Preprocessing#
PCA (Principal Component Analysis)#
- class cuvs.preprocessing.pca.Params(
- n_components=None,
- *,
- copy=None,
- whiten=None,
- algorithm=None,
- tol=None,
- n_iterations=None,
Parameters for PCA decomposition.
- Parameters:
- n_componentsint
Number of principal components to keep (default: 1).
- copybool
If False, data passed to fit are overwritten and running fit(X) then transform(X) will not yield the expected results; use fit_transform(X) instead (default: True).
- whitenbool
When True the component vectors are multiplied by the square root of n_samples and divided by the singular values to ensure uncorrelated outputs with unit component-wise variances (default: False).
- algorithmstr
Solver algorithm. One of
"cov_eig_dq"(divide-and-conquer) or"cov_eig_jacobi"(Jacobi) (default:"cov_eig_dq").- tolfloat
Tolerance for singular values, used by the Jacobi solver (default: 0.0).
- n_iterationsint
Number of iterations for the Jacobi solver (default: 15).
- Attributes:
- algorithm
- copy
- n_components
- n_iterations
- tol
- whiten
- cuvs.preprocessing.pca.fit(Params params, X, resources=None)[source]#
Compute PCA (fit only).
Computes the principal components, explained variances, singular values, and column means from the input data.
- Parameters:
- paramsParams
PCA parameters.
params.copyshould be True if you intend to reuse X after this call.- Xdevice array-like, shape (n_samples, n_features), float32
Input data (will be converted to col-major device memory).
- resourcesOptional cuVS Resource handle for reusing CUDA resources.

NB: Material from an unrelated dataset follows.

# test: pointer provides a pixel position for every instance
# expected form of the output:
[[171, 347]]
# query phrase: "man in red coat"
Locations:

If Resources aren’t supplied, CUDA resources will be allocated inside this function and synchronized before the function exits. If resources are supplied, you will need to explicitly synchronize yourself by calling
resources.sync()before accessing the output.
- Returns:
- FitOutput
Named tuple with fields:
components,explained_var,explained_var_ratio,singular_vals,mu,noise_vars.
Examples
>>> import cupy as cp >>> from cuvs.preprocessing import pca >>> X = cp.random.random_sample((500, 32), dtype=cp.float32) >>> params = pca.Params(n_components=8, copy=True) >>> result = pca.fit(params, X) >>> result.components.shape (8, 32)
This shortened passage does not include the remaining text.